Seqanswers Leaderboard Ad

Collapse

Announcement

Collapse
No announcement yet.
X
 
  • Filter
  • Time
  • Show
Clear All
new posts

  • duplicated reads in fastQC

    Hi, I have some duplication issues as suggest in fastQC. The duplication levels in my samples average about 60%. I read some old posts. The link below seems to sugested removal of duplicated reads, while the sequencing facility suggested otherwise. It seems to me that the duplication will affect the accurate counts of the transcripts. Any thoughts?

    What software can do this duplication removal? I check out the fastX, it doesn't seem have that functionality. Suggestions?

    thanks!


    Originally posted by GenoMax View Post

  • #2
    Originally posted by JQL View Post
    It seems to me that the duplication will affect the accurate counts of the transcripts.
    To some extent you would expect duplication in a transcriptome (or even small genome) project. It depends on your sequencing coverage and the size of the transcriptome/genome.

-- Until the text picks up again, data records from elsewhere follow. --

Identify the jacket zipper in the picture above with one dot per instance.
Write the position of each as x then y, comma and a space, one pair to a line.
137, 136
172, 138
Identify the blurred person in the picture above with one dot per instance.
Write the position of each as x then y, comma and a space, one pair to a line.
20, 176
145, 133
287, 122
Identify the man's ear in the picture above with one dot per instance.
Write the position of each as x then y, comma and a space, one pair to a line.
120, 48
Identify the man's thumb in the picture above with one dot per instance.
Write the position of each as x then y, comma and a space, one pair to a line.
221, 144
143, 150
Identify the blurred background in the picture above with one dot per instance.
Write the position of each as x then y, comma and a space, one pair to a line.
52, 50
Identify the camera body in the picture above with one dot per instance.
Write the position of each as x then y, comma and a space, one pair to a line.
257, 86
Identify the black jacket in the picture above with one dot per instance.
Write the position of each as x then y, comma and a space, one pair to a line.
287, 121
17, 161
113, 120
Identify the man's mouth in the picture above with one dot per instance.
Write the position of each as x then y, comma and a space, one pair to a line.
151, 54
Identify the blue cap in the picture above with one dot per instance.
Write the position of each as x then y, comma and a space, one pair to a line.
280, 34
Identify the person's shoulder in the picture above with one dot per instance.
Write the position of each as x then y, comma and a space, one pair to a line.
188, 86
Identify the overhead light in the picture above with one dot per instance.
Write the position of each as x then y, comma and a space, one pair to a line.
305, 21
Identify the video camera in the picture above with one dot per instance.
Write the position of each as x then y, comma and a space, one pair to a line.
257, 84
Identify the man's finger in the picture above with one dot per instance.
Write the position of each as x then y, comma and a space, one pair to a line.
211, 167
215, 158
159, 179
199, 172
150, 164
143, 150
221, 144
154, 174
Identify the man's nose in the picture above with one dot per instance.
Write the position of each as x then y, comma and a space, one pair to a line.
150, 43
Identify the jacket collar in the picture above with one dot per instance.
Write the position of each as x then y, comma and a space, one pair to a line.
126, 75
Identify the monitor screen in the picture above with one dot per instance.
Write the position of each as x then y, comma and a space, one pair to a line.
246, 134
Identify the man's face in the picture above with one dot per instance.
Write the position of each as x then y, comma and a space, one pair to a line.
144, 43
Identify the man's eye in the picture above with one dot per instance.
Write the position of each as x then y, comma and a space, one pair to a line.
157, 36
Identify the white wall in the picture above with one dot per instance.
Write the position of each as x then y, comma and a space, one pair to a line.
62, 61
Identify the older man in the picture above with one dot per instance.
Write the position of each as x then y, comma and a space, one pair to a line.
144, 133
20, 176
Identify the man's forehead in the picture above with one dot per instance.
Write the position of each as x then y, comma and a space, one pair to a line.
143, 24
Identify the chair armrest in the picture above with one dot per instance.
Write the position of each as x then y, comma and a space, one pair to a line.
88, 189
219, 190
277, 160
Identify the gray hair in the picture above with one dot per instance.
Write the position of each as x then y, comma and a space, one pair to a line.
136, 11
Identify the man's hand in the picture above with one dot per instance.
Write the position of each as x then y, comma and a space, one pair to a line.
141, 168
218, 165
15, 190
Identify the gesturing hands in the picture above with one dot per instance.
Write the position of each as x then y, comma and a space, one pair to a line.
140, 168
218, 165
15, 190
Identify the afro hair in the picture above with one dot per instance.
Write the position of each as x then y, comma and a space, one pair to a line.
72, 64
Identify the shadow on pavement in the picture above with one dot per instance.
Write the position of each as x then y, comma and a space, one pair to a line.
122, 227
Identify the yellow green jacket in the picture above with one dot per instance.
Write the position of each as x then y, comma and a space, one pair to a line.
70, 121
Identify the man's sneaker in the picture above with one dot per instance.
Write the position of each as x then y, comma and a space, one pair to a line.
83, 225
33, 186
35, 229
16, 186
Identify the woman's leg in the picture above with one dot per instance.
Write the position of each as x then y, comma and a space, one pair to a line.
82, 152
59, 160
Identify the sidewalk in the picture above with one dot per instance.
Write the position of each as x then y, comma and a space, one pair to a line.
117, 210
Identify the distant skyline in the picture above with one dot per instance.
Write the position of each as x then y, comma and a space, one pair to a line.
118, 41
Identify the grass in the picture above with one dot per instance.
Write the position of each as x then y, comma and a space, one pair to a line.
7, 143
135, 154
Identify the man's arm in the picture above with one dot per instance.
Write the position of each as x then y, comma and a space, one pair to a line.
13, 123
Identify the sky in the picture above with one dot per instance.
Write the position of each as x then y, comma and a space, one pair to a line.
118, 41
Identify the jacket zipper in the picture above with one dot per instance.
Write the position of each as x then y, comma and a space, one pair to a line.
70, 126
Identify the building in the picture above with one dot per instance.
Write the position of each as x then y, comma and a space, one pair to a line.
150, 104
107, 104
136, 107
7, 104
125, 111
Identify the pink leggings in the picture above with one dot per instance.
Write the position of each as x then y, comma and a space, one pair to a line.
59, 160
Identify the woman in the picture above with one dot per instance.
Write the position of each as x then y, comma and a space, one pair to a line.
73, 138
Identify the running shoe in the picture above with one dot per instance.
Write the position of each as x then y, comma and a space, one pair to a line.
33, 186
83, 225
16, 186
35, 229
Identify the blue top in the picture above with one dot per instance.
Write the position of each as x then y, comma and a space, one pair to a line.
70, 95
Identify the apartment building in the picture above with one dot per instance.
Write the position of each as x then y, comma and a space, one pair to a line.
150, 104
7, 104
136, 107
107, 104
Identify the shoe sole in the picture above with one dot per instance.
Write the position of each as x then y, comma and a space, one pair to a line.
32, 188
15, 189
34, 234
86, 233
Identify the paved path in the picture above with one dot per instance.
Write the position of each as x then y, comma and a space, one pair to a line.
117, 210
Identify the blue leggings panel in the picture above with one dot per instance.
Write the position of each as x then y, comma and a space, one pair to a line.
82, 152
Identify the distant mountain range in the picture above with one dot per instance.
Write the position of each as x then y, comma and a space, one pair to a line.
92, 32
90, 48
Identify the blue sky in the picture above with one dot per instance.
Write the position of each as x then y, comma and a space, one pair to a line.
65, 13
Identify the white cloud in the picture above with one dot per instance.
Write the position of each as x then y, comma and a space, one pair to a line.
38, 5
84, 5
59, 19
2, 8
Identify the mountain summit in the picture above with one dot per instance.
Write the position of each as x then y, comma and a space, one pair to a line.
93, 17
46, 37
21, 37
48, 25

    As a thought experiment, let's say that the size of your transcriptome is 100,000,000 bases. That means that at the best you can have 100M unique sequences. If you sequence 200M bases (cheap to do!) then you would expect a 2x duplication level.

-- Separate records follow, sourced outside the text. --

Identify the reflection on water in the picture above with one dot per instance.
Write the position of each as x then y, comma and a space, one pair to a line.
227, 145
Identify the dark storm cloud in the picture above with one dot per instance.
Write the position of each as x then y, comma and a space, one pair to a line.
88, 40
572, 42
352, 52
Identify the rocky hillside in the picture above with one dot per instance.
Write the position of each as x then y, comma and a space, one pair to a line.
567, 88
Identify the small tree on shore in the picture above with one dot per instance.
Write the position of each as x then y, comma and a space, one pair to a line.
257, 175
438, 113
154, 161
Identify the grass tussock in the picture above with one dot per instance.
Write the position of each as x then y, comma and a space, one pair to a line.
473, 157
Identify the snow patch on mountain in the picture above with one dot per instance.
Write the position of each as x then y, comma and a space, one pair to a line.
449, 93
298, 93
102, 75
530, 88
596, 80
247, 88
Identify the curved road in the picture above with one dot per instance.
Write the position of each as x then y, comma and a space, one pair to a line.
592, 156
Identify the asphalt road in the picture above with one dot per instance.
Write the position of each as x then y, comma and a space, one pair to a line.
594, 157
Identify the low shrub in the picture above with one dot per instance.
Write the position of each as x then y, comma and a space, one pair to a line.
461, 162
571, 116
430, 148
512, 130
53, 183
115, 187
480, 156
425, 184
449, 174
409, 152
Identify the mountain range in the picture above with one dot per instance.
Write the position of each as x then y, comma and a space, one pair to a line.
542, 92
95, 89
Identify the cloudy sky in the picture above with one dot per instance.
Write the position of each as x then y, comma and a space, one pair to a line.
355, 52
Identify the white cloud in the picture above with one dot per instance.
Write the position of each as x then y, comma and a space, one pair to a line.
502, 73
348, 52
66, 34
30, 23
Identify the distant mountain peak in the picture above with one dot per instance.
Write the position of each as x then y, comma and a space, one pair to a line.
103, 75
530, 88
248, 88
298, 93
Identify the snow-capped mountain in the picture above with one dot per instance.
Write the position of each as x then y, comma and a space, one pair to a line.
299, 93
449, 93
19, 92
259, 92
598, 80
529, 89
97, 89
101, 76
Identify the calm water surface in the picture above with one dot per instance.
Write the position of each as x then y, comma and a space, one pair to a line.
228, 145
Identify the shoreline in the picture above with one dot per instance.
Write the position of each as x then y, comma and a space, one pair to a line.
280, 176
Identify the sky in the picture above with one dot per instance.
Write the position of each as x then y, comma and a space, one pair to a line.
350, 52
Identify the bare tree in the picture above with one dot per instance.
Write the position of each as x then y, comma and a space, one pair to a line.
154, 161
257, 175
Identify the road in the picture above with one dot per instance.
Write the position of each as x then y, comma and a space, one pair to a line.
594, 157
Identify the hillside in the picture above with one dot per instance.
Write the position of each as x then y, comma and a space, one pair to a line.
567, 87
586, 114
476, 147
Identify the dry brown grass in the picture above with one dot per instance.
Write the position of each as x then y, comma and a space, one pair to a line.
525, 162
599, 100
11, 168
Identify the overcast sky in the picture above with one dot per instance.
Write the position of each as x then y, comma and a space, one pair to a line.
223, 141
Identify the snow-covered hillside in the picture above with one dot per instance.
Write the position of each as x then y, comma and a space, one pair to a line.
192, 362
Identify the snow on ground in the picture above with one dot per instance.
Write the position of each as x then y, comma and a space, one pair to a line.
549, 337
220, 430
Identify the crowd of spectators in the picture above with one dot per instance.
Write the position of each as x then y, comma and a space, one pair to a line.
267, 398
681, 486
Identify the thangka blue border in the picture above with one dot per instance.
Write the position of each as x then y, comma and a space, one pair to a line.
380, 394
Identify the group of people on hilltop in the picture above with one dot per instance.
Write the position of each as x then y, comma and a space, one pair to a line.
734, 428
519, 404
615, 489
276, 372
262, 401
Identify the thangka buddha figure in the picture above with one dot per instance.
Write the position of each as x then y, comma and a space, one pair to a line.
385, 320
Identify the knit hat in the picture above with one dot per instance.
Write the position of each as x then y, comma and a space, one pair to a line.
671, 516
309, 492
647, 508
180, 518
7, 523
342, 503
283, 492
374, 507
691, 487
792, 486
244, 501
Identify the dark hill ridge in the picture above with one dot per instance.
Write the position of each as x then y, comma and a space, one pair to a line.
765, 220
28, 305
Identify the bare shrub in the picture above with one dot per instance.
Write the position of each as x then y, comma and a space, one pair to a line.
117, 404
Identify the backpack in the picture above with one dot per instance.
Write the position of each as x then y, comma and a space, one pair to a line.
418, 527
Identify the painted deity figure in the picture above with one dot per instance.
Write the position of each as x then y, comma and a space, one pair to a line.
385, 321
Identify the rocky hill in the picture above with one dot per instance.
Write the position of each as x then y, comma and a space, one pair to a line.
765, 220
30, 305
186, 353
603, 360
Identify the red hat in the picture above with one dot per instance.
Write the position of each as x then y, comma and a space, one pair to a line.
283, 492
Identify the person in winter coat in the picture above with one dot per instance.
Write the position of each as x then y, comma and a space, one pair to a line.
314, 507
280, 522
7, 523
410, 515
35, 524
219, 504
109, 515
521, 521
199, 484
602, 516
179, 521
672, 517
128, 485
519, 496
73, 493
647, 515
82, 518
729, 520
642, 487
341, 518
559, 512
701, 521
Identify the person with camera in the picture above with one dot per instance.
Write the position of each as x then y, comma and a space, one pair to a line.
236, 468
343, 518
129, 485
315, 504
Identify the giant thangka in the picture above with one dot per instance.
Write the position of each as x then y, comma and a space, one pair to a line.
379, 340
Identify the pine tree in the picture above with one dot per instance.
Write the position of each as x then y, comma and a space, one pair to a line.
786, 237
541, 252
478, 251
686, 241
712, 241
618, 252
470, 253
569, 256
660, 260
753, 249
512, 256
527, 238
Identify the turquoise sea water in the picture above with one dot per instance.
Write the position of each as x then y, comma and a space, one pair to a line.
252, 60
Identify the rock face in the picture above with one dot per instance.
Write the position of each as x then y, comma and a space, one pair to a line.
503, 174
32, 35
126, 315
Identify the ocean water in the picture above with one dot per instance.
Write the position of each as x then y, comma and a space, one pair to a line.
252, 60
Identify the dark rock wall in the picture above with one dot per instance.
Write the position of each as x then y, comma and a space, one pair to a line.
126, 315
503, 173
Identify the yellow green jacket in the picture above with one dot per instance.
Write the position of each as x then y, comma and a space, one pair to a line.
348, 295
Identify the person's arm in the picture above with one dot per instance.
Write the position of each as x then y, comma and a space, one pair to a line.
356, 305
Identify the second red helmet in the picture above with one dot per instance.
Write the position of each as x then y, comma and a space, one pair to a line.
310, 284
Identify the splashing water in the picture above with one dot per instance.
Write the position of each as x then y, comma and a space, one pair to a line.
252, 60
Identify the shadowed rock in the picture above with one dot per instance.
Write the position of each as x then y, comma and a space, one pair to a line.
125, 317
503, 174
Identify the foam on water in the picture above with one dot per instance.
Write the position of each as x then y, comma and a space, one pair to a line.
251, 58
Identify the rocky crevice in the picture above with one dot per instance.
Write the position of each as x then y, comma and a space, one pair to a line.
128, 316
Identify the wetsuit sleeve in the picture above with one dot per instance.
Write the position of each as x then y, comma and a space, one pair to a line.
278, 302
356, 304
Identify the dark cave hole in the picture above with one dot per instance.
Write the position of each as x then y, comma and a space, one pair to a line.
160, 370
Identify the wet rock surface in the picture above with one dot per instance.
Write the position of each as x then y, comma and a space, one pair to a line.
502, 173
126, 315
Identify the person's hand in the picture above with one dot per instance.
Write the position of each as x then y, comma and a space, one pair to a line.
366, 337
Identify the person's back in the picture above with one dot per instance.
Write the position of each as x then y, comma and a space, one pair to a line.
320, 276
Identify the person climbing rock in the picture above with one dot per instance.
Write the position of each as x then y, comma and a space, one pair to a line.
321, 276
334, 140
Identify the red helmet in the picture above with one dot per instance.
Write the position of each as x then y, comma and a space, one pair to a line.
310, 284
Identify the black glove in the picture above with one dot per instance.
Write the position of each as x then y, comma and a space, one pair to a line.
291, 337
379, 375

    All sorts of caveats plus 'and-also's in the above but the general idea is that with modern sequencing it is quite easy to overwhelm the uniqueness of reads and start picking up duplicates.

    Comment


    • #3
      Originally posted by JQL View Post

      What software can do this duplication removal? I check out the fastX, it doesn't seem have that functionality. Suggestions?

      thanks!
      PRINSEQ (http://edwards.sdsu.edu/cgi-bin/prinseq/prinseq.cgi) can do removal of duplicate (or n-plicate) sequences.

      Comment


      • #4
        Thanks for your thoughts. I think I would agree with you. I would probably leave the duplicates alone then.

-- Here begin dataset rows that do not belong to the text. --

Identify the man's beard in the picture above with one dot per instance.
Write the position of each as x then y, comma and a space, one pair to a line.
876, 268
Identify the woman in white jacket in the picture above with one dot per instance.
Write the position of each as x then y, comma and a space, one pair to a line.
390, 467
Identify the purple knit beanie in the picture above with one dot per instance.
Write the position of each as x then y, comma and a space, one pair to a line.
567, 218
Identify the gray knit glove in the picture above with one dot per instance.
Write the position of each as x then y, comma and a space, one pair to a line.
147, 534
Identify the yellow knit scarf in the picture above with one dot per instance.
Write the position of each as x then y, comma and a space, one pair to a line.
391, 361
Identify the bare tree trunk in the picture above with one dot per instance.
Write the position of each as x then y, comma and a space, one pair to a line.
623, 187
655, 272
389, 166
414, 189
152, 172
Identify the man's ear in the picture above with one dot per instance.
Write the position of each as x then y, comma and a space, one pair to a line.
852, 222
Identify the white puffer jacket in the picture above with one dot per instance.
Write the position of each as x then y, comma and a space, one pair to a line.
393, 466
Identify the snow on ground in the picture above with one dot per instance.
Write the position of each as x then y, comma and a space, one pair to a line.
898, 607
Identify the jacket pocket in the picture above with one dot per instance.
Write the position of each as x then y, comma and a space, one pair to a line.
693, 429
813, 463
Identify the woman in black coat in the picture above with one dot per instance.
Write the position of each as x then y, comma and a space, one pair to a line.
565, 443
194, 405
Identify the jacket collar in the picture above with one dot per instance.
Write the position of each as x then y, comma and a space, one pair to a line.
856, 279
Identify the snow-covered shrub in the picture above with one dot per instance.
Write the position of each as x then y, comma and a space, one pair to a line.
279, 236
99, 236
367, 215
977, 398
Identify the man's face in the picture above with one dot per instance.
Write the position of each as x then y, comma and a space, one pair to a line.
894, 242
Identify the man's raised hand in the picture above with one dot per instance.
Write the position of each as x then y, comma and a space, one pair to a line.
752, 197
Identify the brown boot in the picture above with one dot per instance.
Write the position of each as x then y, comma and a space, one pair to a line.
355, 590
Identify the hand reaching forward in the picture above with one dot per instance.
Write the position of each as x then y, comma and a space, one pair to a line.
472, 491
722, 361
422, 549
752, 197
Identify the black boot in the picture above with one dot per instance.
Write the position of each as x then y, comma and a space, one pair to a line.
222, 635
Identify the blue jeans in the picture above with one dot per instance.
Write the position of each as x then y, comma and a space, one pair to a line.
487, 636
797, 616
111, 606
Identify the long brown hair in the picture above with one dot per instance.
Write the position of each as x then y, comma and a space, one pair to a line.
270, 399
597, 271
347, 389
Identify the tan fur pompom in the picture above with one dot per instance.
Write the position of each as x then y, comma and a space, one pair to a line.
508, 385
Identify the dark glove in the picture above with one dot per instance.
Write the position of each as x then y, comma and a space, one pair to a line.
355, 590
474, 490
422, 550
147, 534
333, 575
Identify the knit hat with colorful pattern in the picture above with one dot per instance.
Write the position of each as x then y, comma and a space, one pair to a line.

        Originally posted by westerman View Post
        To some extent you would expect duplication in a transcriptome (or even small genome) project. It depends on your sequencing coverage and the size of the transcriptome/genome.

        As a thought experiment, let's say that the size of your transcriptome is 100,000,000 bases. That means that at the best you can have 100M unique sequences. If you sequence 200M bases (cheap to do!) then you would expect a 2x duplication level.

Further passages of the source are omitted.